Wie viel Geld würde Österreich verlieren, wenn keine Gäste mehr nach Österreich reisen?
„2019 haben ausländische Gäste 20,5 Milliarden Euro in Österreich ausgegeben“, sagt Weiß. Knapp die Hälfte davon – 9, 2 Milliarden – kamen von deutschen Gästen.
Können wir das Ausbleiben deutscher Gäste nicht dadurch kompensieren, dass wir selbst mehr Urlaub im eigenen Land machen?
Das wird schwierig. Die Österreicher sind mit einem Nächtigungsanteil von 30 Prozent in der Sommersaison (im Winter 22 Prozent) schon jetzt der zweitwichtigste Herkunftsmarkt. Zudem bezweifeln Experten, dass die Urlaubslust heuer besonders groß sein wird. Grund dafür sind unter anderem Unsicherheiten am Jobmarkt. Die Zahl der Arbeitslosen steigt, jene der Menschen in Kurzarbeit ebenso. Dazu kommt, dass viele jetzt ihre Urlaubstage abbauen (müssen) und im Sommer vielleicht gar keine Zeit für Reisen haben werden.
Wie viele Nächte verbringen die Österreicher traditionell im Ausland?
37 Millionen Nächte, rechnet Oliver Fritz von Wirtschaftsforschungsinstitut (WIFO) vor. Beliebte Destinationen wie Italien oder Spanien dürften heuer aber infolge der Coronakrise stark leiden. Fritz: „Wenn wir uns von diesem Umsatzkuchen ein Stück abholen können, bringt das schon viel.“
Was sagt eigentlich das Gesundheitsministerium zum Vorschlag, die Grenzen nach Deutschland wieder zu öffnen?
Der Wunsch der Tourismuswirtschaft ist dort freilich nachvollziehbar. Wann es so weit kommt, wird aber von der Entwicklung der Corona-Zahlen in Österreich und international abhängen, heißt es aus dem Ministerium. Es werde zu gegebener Zeit die dafür erforderlichen Rahmenbedingungen und Voraussetzungen prüfen.

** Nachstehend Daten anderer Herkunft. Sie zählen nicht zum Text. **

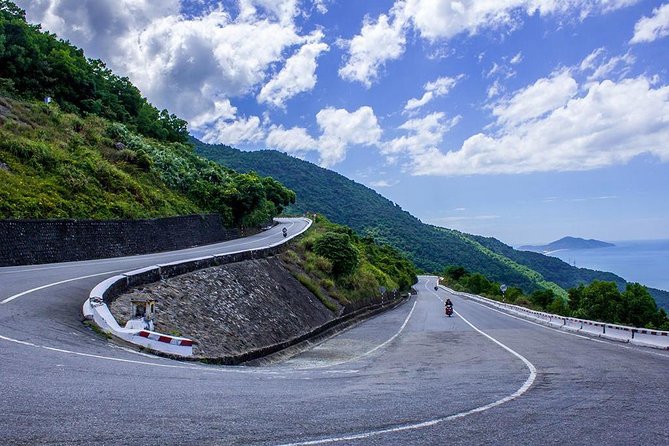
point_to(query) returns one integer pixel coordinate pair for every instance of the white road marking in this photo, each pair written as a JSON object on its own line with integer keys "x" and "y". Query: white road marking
{"x": 230, "y": 369}
{"x": 355, "y": 358}
{"x": 185, "y": 252}
{"x": 15, "y": 296}
{"x": 408, "y": 427}
{"x": 11, "y": 298}
{"x": 567, "y": 333}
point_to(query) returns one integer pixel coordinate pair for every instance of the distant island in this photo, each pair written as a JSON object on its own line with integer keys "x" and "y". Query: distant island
{"x": 568, "y": 243}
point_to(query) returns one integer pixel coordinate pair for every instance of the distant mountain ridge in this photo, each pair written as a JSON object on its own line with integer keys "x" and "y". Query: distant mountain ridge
{"x": 568, "y": 243}
{"x": 431, "y": 248}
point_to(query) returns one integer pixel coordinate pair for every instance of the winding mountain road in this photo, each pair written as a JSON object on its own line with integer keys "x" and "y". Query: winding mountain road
{"x": 408, "y": 376}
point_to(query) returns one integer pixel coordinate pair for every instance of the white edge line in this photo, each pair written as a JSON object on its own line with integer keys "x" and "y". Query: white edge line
{"x": 15, "y": 296}
{"x": 526, "y": 385}
{"x": 568, "y": 333}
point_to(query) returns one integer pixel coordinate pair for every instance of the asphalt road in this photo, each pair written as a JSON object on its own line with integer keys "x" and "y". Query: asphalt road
{"x": 409, "y": 376}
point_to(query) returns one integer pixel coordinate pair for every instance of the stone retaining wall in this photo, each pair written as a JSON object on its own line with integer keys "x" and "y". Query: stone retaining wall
{"x": 24, "y": 242}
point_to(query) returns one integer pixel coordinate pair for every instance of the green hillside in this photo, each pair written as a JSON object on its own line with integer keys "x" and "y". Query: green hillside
{"x": 430, "y": 247}
{"x": 99, "y": 149}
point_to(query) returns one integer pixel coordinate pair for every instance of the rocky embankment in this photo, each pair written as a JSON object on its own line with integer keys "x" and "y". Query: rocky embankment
{"x": 233, "y": 308}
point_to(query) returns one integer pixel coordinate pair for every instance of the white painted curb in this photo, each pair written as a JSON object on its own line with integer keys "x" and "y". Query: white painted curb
{"x": 618, "y": 333}
{"x": 96, "y": 310}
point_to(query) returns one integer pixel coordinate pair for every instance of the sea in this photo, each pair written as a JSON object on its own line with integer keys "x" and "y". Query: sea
{"x": 643, "y": 261}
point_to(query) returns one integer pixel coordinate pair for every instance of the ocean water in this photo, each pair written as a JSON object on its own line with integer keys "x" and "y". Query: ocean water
{"x": 643, "y": 261}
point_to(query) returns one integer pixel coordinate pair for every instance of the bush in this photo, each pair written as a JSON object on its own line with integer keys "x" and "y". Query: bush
{"x": 339, "y": 249}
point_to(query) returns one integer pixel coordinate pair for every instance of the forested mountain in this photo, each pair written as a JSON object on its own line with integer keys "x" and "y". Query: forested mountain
{"x": 99, "y": 150}
{"x": 568, "y": 243}
{"x": 430, "y": 247}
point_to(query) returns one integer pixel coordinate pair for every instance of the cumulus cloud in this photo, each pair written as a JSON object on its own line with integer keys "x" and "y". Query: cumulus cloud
{"x": 298, "y": 74}
{"x": 384, "y": 39}
{"x": 234, "y": 131}
{"x": 378, "y": 42}
{"x": 423, "y": 136}
{"x": 587, "y": 132}
{"x": 339, "y": 130}
{"x": 602, "y": 68}
{"x": 295, "y": 140}
{"x": 652, "y": 28}
{"x": 543, "y": 96}
{"x": 439, "y": 87}
{"x": 192, "y": 65}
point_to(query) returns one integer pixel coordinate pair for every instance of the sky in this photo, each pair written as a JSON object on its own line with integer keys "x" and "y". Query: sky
{"x": 524, "y": 120}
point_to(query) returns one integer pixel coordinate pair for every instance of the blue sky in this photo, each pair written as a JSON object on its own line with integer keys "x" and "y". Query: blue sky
{"x": 526, "y": 120}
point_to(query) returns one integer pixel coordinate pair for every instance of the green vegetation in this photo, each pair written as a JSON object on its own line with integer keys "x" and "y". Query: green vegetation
{"x": 429, "y": 247}
{"x": 598, "y": 301}
{"x": 100, "y": 150}
{"x": 60, "y": 165}
{"x": 35, "y": 64}
{"x": 337, "y": 265}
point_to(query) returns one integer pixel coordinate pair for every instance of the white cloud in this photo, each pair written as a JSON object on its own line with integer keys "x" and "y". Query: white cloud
{"x": 377, "y": 43}
{"x": 293, "y": 140}
{"x": 494, "y": 89}
{"x": 342, "y": 128}
{"x": 423, "y": 136}
{"x": 543, "y": 96}
{"x": 382, "y": 183}
{"x": 321, "y": 6}
{"x": 611, "y": 124}
{"x": 384, "y": 39}
{"x": 339, "y": 130}
{"x": 439, "y": 87}
{"x": 232, "y": 132}
{"x": 648, "y": 29}
{"x": 603, "y": 68}
{"x": 192, "y": 66}
{"x": 254, "y": 10}
{"x": 298, "y": 74}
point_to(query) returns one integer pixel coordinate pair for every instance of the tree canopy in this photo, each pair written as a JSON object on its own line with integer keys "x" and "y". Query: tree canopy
{"x": 35, "y": 64}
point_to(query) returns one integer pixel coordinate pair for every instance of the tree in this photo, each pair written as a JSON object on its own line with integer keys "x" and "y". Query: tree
{"x": 543, "y": 298}
{"x": 339, "y": 249}
{"x": 637, "y": 307}
{"x": 455, "y": 272}
{"x": 601, "y": 301}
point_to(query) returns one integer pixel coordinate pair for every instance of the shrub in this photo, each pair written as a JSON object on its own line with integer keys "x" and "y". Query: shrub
{"x": 339, "y": 249}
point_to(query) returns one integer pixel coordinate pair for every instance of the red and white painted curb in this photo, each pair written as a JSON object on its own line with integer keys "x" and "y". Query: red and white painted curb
{"x": 164, "y": 338}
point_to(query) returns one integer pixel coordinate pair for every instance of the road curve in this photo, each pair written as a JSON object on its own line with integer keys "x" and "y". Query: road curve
{"x": 409, "y": 376}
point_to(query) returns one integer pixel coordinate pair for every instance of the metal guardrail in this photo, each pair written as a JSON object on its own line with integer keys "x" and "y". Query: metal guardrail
{"x": 95, "y": 308}
{"x": 621, "y": 333}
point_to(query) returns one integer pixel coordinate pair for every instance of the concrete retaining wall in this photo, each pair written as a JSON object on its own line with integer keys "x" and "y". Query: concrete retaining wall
{"x": 620, "y": 333}
{"x": 27, "y": 242}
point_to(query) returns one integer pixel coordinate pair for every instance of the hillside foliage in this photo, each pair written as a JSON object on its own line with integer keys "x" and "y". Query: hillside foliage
{"x": 61, "y": 165}
{"x": 347, "y": 267}
{"x": 35, "y": 65}
{"x": 431, "y": 248}
{"x": 599, "y": 301}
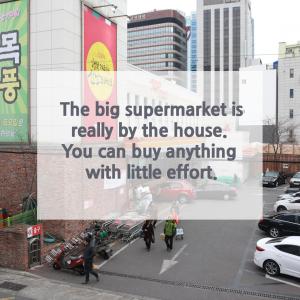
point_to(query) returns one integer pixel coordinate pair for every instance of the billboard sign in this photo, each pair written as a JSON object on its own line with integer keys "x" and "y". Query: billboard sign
{"x": 14, "y": 98}
{"x": 100, "y": 64}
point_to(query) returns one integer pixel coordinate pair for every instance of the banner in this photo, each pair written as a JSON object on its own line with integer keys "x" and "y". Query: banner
{"x": 100, "y": 64}
{"x": 14, "y": 72}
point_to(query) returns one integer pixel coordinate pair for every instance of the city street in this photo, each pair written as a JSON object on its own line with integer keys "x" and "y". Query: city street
{"x": 213, "y": 261}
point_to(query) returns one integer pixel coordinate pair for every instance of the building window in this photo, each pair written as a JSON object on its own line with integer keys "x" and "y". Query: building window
{"x": 226, "y": 39}
{"x": 217, "y": 40}
{"x": 137, "y": 100}
{"x": 236, "y": 39}
{"x": 207, "y": 40}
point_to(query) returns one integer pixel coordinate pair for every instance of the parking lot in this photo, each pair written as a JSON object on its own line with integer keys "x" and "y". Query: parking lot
{"x": 214, "y": 261}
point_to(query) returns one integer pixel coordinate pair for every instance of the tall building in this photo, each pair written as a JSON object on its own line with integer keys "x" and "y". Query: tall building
{"x": 289, "y": 91}
{"x": 192, "y": 52}
{"x": 225, "y": 43}
{"x": 157, "y": 42}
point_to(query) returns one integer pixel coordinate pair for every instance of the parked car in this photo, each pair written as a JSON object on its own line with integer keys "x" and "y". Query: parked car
{"x": 290, "y": 190}
{"x": 212, "y": 189}
{"x": 278, "y": 224}
{"x": 174, "y": 190}
{"x": 289, "y": 196}
{"x": 279, "y": 256}
{"x": 287, "y": 204}
{"x": 273, "y": 178}
{"x": 295, "y": 180}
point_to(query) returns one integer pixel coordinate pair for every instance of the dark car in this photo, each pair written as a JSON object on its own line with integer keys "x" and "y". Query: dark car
{"x": 273, "y": 178}
{"x": 280, "y": 224}
{"x": 212, "y": 189}
{"x": 295, "y": 180}
{"x": 174, "y": 190}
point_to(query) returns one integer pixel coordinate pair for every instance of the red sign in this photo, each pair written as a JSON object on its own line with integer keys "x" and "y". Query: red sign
{"x": 100, "y": 64}
{"x": 34, "y": 230}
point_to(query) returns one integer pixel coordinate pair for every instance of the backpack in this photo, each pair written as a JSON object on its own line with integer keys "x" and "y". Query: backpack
{"x": 169, "y": 228}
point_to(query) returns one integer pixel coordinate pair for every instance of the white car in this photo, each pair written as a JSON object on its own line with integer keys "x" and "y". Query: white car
{"x": 279, "y": 255}
{"x": 287, "y": 204}
{"x": 295, "y": 180}
{"x": 288, "y": 196}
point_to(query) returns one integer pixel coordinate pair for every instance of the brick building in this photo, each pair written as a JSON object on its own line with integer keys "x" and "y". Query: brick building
{"x": 50, "y": 40}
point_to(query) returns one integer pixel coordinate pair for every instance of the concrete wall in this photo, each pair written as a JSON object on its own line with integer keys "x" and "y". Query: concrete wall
{"x": 14, "y": 247}
{"x": 17, "y": 178}
{"x": 285, "y": 83}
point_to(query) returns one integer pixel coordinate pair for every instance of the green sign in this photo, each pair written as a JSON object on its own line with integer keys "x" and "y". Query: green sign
{"x": 14, "y": 111}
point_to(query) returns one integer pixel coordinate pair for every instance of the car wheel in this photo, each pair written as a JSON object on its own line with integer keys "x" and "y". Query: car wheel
{"x": 271, "y": 267}
{"x": 56, "y": 266}
{"x": 182, "y": 199}
{"x": 80, "y": 270}
{"x": 274, "y": 232}
{"x": 281, "y": 208}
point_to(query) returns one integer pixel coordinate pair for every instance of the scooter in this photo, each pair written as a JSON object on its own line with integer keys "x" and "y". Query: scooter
{"x": 74, "y": 263}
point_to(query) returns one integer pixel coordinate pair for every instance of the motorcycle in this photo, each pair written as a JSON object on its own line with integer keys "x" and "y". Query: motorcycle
{"x": 74, "y": 263}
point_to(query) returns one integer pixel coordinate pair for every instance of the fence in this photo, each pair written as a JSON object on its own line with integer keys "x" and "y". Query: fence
{"x": 287, "y": 163}
{"x": 27, "y": 217}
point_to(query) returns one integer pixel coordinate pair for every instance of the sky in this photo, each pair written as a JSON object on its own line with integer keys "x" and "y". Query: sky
{"x": 275, "y": 21}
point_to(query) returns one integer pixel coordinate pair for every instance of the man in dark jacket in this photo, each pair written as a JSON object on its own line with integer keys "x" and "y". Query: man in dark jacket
{"x": 88, "y": 256}
{"x": 148, "y": 234}
{"x": 169, "y": 231}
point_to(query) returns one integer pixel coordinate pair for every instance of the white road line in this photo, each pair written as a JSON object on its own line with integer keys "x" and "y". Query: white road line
{"x": 283, "y": 281}
{"x": 119, "y": 251}
{"x": 179, "y": 252}
{"x": 116, "y": 253}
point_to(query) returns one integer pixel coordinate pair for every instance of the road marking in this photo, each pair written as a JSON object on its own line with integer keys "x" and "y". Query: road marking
{"x": 169, "y": 263}
{"x": 126, "y": 246}
{"x": 119, "y": 251}
{"x": 115, "y": 254}
{"x": 245, "y": 256}
{"x": 282, "y": 281}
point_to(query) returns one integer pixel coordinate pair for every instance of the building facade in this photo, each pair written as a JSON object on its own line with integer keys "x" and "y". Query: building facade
{"x": 289, "y": 91}
{"x": 50, "y": 34}
{"x": 225, "y": 43}
{"x": 157, "y": 42}
{"x": 192, "y": 52}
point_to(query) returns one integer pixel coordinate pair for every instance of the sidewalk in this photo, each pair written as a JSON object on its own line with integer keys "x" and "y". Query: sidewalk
{"x": 36, "y": 287}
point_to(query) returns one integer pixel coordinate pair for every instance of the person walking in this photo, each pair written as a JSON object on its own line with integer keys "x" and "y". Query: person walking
{"x": 148, "y": 233}
{"x": 153, "y": 213}
{"x": 169, "y": 231}
{"x": 88, "y": 257}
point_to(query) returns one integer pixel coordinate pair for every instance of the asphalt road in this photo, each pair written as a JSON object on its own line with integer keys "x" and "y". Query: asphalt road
{"x": 214, "y": 261}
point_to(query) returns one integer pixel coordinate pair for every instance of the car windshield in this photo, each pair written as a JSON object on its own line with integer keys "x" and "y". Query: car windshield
{"x": 271, "y": 174}
{"x": 277, "y": 240}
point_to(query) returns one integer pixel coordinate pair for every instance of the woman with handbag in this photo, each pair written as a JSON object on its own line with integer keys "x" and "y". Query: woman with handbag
{"x": 148, "y": 233}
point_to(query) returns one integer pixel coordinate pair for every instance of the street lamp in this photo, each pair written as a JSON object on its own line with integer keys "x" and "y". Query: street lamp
{"x": 114, "y": 7}
{"x": 120, "y": 16}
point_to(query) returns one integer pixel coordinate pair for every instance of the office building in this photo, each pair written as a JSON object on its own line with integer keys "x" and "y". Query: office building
{"x": 192, "y": 52}
{"x": 225, "y": 43}
{"x": 289, "y": 91}
{"x": 157, "y": 42}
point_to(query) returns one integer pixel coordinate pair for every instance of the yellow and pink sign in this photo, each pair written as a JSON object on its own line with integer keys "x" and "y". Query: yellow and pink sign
{"x": 100, "y": 64}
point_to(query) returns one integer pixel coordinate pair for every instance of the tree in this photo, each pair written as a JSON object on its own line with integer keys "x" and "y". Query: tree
{"x": 280, "y": 133}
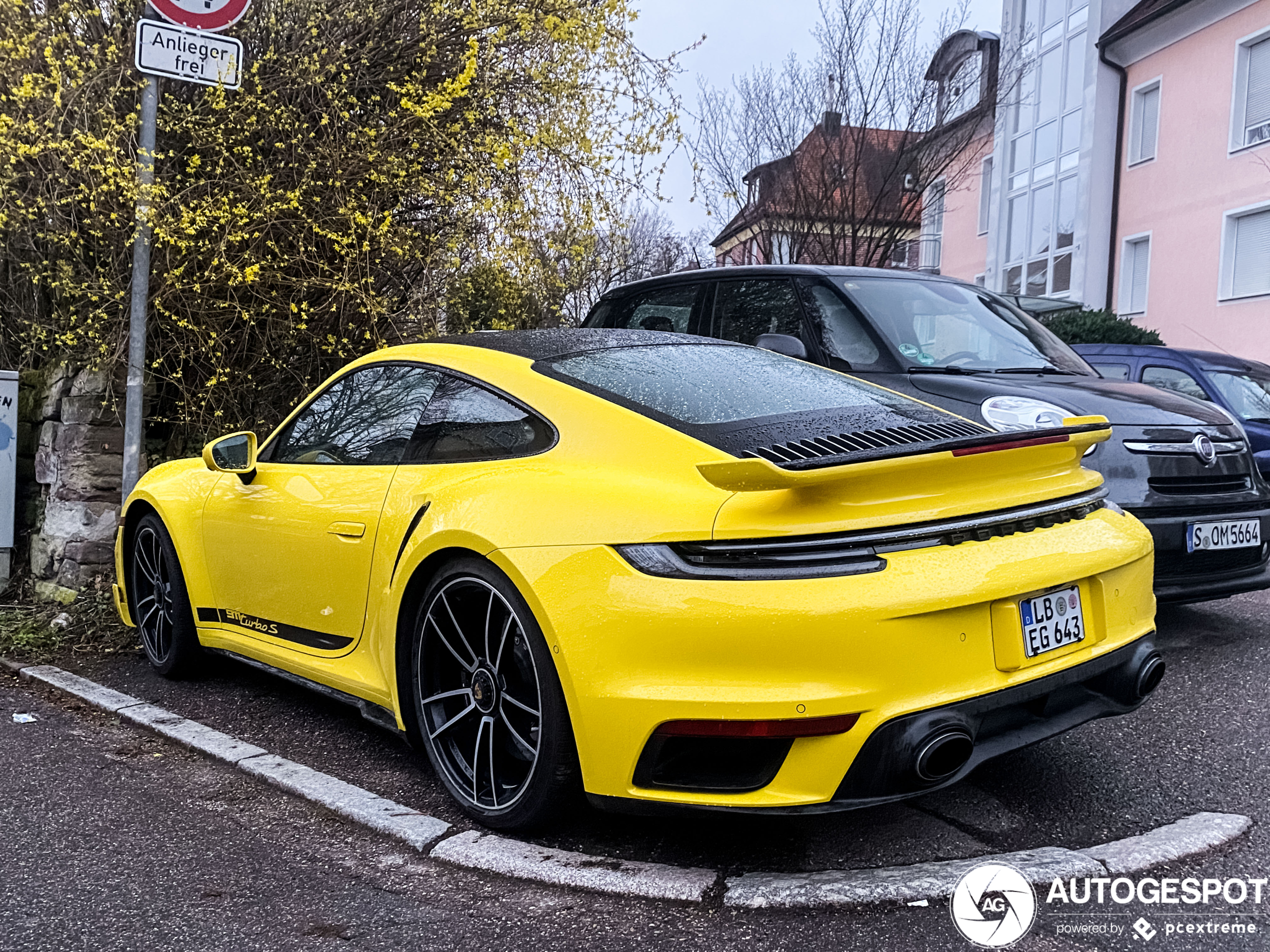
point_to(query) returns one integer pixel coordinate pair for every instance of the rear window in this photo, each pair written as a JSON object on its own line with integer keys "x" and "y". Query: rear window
{"x": 710, "y": 384}
{"x": 940, "y": 324}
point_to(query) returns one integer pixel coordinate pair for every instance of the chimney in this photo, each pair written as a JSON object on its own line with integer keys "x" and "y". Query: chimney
{"x": 832, "y": 122}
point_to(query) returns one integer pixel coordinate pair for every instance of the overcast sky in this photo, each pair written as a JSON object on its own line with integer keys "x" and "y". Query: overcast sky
{"x": 740, "y": 36}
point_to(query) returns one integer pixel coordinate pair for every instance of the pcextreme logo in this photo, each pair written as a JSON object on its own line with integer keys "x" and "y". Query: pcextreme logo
{"x": 994, "y": 906}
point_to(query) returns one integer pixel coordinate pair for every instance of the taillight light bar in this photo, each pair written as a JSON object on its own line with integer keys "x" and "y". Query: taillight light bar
{"x": 1012, "y": 445}
{"x": 794, "y": 728}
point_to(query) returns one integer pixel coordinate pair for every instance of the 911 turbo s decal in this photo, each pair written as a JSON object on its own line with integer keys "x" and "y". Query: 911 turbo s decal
{"x": 278, "y": 630}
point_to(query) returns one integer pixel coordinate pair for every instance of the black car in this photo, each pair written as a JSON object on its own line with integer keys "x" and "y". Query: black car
{"x": 1182, "y": 466}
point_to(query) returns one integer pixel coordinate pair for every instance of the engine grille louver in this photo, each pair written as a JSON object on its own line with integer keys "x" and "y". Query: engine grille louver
{"x": 860, "y": 441}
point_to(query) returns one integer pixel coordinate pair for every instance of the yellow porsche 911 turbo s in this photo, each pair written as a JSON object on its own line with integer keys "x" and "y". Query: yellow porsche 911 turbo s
{"x": 664, "y": 570}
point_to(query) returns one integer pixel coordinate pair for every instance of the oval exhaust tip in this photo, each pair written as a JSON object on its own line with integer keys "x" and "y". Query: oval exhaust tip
{"x": 944, "y": 755}
{"x": 1150, "y": 676}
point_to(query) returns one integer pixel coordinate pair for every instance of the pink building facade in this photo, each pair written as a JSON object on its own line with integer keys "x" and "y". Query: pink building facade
{"x": 1193, "y": 230}
{"x": 1158, "y": 208}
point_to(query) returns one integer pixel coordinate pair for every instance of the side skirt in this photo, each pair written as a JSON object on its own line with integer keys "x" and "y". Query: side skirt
{"x": 376, "y": 714}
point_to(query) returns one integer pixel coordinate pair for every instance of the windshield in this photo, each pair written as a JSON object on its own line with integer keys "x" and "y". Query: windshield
{"x": 709, "y": 384}
{"x": 936, "y": 324}
{"x": 1248, "y": 395}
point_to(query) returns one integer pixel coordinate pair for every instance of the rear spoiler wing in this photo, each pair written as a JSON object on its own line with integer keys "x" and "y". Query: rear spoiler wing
{"x": 762, "y": 476}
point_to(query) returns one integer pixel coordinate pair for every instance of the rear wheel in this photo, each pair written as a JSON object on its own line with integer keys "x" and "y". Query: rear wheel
{"x": 160, "y": 606}
{"x": 487, "y": 700}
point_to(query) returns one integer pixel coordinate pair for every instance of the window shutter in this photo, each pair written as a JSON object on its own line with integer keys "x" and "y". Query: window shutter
{"x": 1256, "y": 111}
{"x": 1133, "y": 296}
{"x": 1252, "y": 255}
{"x": 1147, "y": 125}
{"x": 984, "y": 193}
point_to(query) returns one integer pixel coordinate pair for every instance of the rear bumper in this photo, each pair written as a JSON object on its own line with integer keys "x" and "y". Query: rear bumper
{"x": 1182, "y": 577}
{"x": 998, "y": 723}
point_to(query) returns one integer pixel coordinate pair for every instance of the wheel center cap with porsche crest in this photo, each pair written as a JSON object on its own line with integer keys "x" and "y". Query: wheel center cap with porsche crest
{"x": 484, "y": 691}
{"x": 1204, "y": 450}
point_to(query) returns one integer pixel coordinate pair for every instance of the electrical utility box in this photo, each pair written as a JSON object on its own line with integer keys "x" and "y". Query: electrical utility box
{"x": 8, "y": 464}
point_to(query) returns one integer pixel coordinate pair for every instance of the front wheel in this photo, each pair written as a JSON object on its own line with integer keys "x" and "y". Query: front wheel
{"x": 160, "y": 606}
{"x": 487, "y": 701}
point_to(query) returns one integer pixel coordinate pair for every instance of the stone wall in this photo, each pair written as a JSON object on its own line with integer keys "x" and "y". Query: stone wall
{"x": 72, "y": 504}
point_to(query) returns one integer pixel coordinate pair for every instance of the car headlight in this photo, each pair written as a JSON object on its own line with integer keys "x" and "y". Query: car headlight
{"x": 1008, "y": 414}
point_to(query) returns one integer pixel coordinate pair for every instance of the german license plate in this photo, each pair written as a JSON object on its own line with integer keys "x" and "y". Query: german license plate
{"x": 1242, "y": 534}
{"x": 1052, "y": 621}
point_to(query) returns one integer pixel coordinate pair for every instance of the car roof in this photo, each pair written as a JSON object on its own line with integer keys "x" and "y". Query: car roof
{"x": 549, "y": 343}
{"x": 768, "y": 271}
{"x": 1208, "y": 360}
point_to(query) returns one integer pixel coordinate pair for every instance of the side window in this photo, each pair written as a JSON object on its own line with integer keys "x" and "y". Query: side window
{"x": 1178, "y": 381}
{"x": 842, "y": 333}
{"x": 660, "y": 309}
{"x": 362, "y": 419}
{"x": 1112, "y": 371}
{"x": 465, "y": 422}
{"x": 746, "y": 309}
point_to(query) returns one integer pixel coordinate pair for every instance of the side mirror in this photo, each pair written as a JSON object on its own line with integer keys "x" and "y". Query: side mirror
{"x": 233, "y": 454}
{"x": 782, "y": 344}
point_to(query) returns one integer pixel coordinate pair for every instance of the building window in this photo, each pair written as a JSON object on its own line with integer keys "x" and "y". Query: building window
{"x": 984, "y": 193}
{"x": 1134, "y": 273}
{"x": 1039, "y": 196}
{"x": 1246, "y": 253}
{"x": 782, "y": 248}
{"x": 1250, "y": 122}
{"x": 1144, "y": 122}
{"x": 932, "y": 226}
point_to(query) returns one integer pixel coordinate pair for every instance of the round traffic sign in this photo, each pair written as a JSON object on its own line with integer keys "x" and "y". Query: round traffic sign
{"x": 202, "y": 14}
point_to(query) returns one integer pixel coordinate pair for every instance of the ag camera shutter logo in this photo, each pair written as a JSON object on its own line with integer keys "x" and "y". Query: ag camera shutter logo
{"x": 994, "y": 906}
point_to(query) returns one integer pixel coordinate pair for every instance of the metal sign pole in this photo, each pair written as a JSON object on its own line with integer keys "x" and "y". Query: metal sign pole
{"x": 132, "y": 419}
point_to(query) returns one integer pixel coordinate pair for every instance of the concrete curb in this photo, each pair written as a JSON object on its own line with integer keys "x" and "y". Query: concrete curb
{"x": 351, "y": 803}
{"x": 559, "y": 868}
{"x": 1164, "y": 845}
{"x": 342, "y": 799}
{"x": 896, "y": 884}
{"x": 486, "y": 852}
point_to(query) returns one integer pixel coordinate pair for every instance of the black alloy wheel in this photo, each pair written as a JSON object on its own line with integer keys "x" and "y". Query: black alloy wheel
{"x": 488, "y": 702}
{"x": 159, "y": 603}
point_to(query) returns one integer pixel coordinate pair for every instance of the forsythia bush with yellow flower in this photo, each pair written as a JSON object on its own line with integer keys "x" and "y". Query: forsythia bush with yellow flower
{"x": 378, "y": 154}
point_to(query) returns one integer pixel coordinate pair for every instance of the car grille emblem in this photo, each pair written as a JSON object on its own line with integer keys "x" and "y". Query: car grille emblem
{"x": 1204, "y": 450}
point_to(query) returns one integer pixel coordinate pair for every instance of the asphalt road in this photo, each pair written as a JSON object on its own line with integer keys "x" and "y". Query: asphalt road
{"x": 112, "y": 847}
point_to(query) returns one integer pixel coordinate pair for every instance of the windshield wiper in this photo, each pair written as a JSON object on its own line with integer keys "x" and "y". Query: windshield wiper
{"x": 946, "y": 370}
{"x": 1047, "y": 368}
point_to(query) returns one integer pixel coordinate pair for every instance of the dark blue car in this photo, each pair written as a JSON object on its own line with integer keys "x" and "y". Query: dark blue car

Derzeit sind die Hotels in Österreich ja noch geschlossen. Wann sperren sie überhaupt wieder auf?
Die Politik will Ende April einen Stufenplan zur Wiedereröffnung der Betriebe präsentieren. Aller Voraussicht nach werden als erstes Selbstversorgerappartements eröffnen. Wie Hotels mit Frühstücksbuffets umgehen, ist noch nicht endgültig geklärt. Um nicht zu viele Personen zugleich am Buffet zu haben, wird etwa an gestaffelte Frühstückszeiten nachgedacht. Hoteliersvertreter fürchten, dass Buffets überhaupt verboten werden. Für sie würde das mehr Personalaufwand bedeuten, was angesichts der schlechten Buchungslage für viele wirtschaftlich nicht leistbar sein wird. Zudem ist auch nicht geklärt, wann ausländische Mitarbeiter wieder einreisen dürfen.
Wäre es schlimm, wenn einige Hotels zusperren müssten?
Selbst über die Frage, ob Österreich nicht zu viele Tourismusbetriebe hat, wird in Expertengruppen bereits diskutiert. Es geht darum, Hoteliers einen Ausstieg zu ermöglichen, ohne dabei (aufgrund der hohen Verkehrswerte der Betriebe und der damit verbundenen Steuerzahlungen) in den Privatkonkurs zu schlittern.
Was ist für Freibäder geplant?
Wann und unter welchen Bedingungen die Bäder und andere Tourismusbetriebe wieder aufsperren dürfen, wird frühestens Ende des Monats präsentiert.